Getting comfy with parallel universes

When Albert Einstein’s dear friend Michele Besso died, Einstein wrote the following to his sister:

“Michele has left this strange world a little before me. This means nothing. People like us, who believe in physics, know that the distinction between past, present, and future is nothing more than a persistent, stubborn illusion.”

One of the things I’ve been fascinated by is how new knowledge goes from avant-garde to commonplace — things covered in scientific papers to things discussed at Starbucks. Concepts like space travel that would have been regarded as impossible fantasy in the 18th or 19th Century become something that a private citizen can do (Jeff Bezos), given enough money. You can go to a movie like Star Wars and immediately accept the premise, having learned “the rules” of Star Wars through the transmission of shared culture at the movies. It may not be accurate, but it’s a start.

Or electricity. The early work of Newton led to Faraday, which led to Tesla (the scientist, not the car). Now no one hardly thinks twice about the miracle of plugging wires into an outlet, and having a bunch of electrons delivered over distance (alternating current; take that, Edison!) via copper wire to light or heat your home. We’re just on the verge of having the masses accept that you can charge your car with that same march of electrons.

Take the Internet. Please. In the early 90s, who would have guessed that for so many people around the world, the numeric pattern of four sets of three numbers separated by periods (127.0.0.1) would have meaning? These bits of information have been transmitted to us all by a shared culture.

This brings me back to where we began, with Einstein’s tribute to his friend.

Einstein grieved for his departed friend, but took comfort in his belief in additional versions of reality, and in at least one, Besso was still around. One moment of change in Besso’s life (we could never know which one) would lead to a different path for Besso. Turning down a different street for example would create a branch in the universe which would perhaps lead to a different outcome than in many, many, many, other Besso-included universes.

The physicist Brian Greene describes parallel universes as shuffling a deck of cards. No matter how much you shuffle, you keep seeing the same cards over time. “If you shuffle that deck enough times, the orders will have to repeat. Similarly, with an infinite universe and only a finite number of complexions of matter, the way in which matter arranges itself has to repeat.”

Embedded in his tribute is Einstein beginning to flirt with the Theory of Everything. The Theory of Everything is the reconciling of his Theory of General Relativity with String Theory, which any recent fan of The Avengers movies will tell you, has a cinematic version: parallel universes, aka the Multiverse.

The fact that we have so much media devoted to parallel universes is not just to sell movie tickets. Many authors and content creators are walking on this same ground, making us all feel more comfortable with parallel universes and the illusion of time.
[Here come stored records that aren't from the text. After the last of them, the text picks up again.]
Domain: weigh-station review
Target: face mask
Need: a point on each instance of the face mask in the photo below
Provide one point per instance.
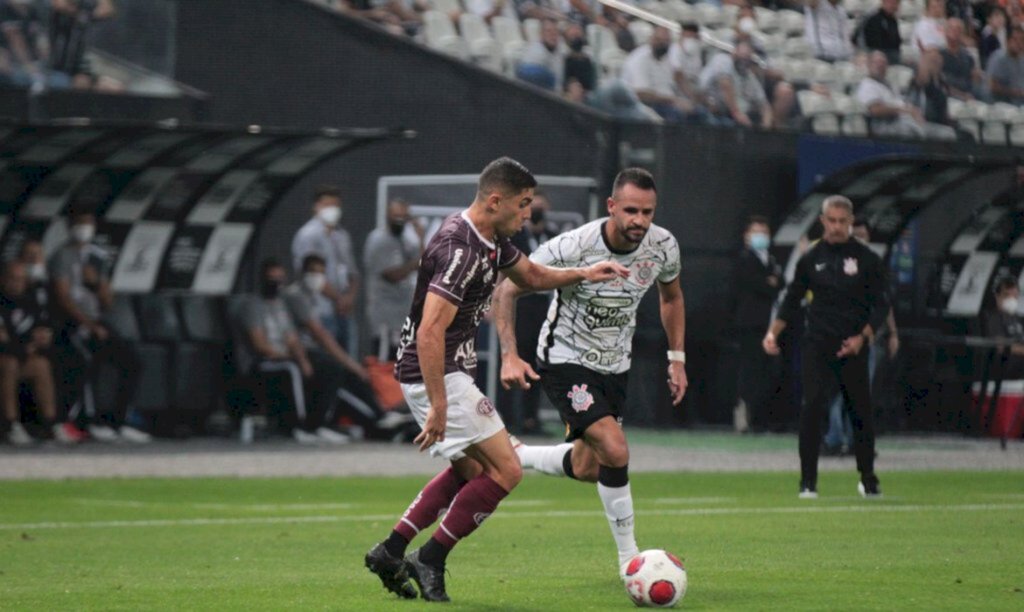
(314, 281)
(759, 242)
(330, 215)
(83, 233)
(269, 289)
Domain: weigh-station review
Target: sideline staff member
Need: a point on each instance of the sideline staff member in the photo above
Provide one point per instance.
(844, 282)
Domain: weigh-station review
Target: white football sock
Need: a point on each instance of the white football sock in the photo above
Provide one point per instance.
(619, 508)
(546, 460)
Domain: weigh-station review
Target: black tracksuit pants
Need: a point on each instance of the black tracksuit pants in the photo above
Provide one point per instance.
(822, 373)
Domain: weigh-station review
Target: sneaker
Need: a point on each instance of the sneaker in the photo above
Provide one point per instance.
(17, 436)
(130, 434)
(391, 571)
(868, 486)
(392, 420)
(303, 437)
(430, 579)
(67, 433)
(101, 433)
(329, 435)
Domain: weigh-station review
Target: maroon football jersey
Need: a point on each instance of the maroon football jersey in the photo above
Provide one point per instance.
(460, 266)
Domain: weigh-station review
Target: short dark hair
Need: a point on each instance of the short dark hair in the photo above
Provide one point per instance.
(634, 176)
(505, 175)
(311, 260)
(326, 191)
(1004, 282)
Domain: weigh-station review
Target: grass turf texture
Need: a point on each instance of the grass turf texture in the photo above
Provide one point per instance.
(936, 541)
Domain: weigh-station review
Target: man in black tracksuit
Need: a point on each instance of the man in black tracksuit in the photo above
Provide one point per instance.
(844, 283)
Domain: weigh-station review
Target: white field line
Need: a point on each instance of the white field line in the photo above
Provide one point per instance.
(866, 507)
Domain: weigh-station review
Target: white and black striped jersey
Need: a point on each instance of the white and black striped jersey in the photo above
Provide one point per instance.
(592, 323)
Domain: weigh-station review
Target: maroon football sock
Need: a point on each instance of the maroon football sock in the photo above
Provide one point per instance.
(428, 505)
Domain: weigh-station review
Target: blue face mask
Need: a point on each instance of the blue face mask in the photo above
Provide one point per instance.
(760, 242)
It’s a fun mind-bender to think of all the ways in which our paths through time could deviate and create a different You, a different Me, and a different Universe. Maybe it’s also an expression of human regret — if only we’d done things differently. If only I’d bought Apple stock in 1997.

Being exposed to these concepts, where philosophy and physics appear to touch, makes us a bit more comfortable with the topic. We may not personally ever be able to grasp it all, but our worldview is edited a bit in the same way perhaps that our distant ancestors made the transition from a flat earth to a curved one.

Einstein’s strength was being able to tell a mathematical story and make people feel, taking the foundations of Lorentz and Minkowski and telling us how it would FEEL to approach the speed of light, and how time would be perceived by different viewers. Dr. Strange in the Marvel MCU does the same thing but sadly does not hold Nobel Prize eligibility.

We humans evolved as storytellers. The stories we told around the fire assembled a view of the world around us, transmitted to our fellow hunter-gatherers. Sharing our experiences, we collectively learned how to hunt, how to pray for good hunts and later harvests, and how to categorize everything around us. Based on our experiences, we believed the world was flat until proven otherwise. We learned about gravity, light, electricity, and radiation. All are part of a very large spectrum.

The stories we tell each other now create a worldview for us. For all our apparent national backsliding in the pursuit of knowledge, I’ll choose pop science over no science any day. The next generation of Einsteins are reading Brian Greene, the Watchmen graphic novel, Interstellar (Thank you, Kip Thorne), and of course, the Marvel MCU.

“There is no future. There is no past. Do you see? Time is simultaneous, an intricately structured jewel that humans insist on viewing one edge at a time when the whole design is visible in every facet.”